Have you had a look at the alternator pulley?

This was a problem on my old B5.5 TDI - it went 3 times. Quite common too.


----------



## GJM (Jul 19, 2009)

Sure it's an alternator light and not the engine check light.

What did they scan it with?

I used a bluepoint scanner on a vag car the other day to get the fault code to confirm the problem (which I knew) however it never picked up.

I then scanned with a VAG scanner and it showed exactly what I expected.


----------



## MortenDK (Apr 1, 2012)

The alternator workshop is only caused by high voltage, it wont show if the alternator is not charging.

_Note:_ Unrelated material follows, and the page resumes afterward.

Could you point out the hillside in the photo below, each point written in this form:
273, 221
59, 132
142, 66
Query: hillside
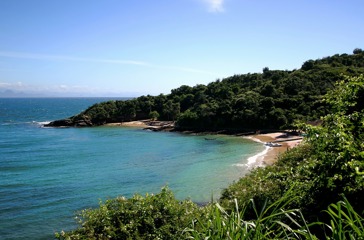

Im a VW, Audi and Skoda Mechanic btw 
You can get the original VW tester for 100 pounds on ebay


----------



## Edstrung (Apr 6, 2009)

MortenDK said:


> Is it on a Bora/Golf 4 or a Passat 3BG?
> If the alternator sends out a too high voltage it will show this error, or might even have damaged some control units.


Bora PD130 :thumb:

I generally only get the warning light on for a short amount of time, just after starting the engine, as I press the throttle to pull off. Just annoying, it's the only warning light, and the exact words are ALTERNATOR WORKSHOP, not engine or anything else 

Thanks all for advice


----------



## MortenDK (Apr 1, 2012)

Check the voltage on the battery and try to replicate the fault, 14,6 Volts should be max.


----------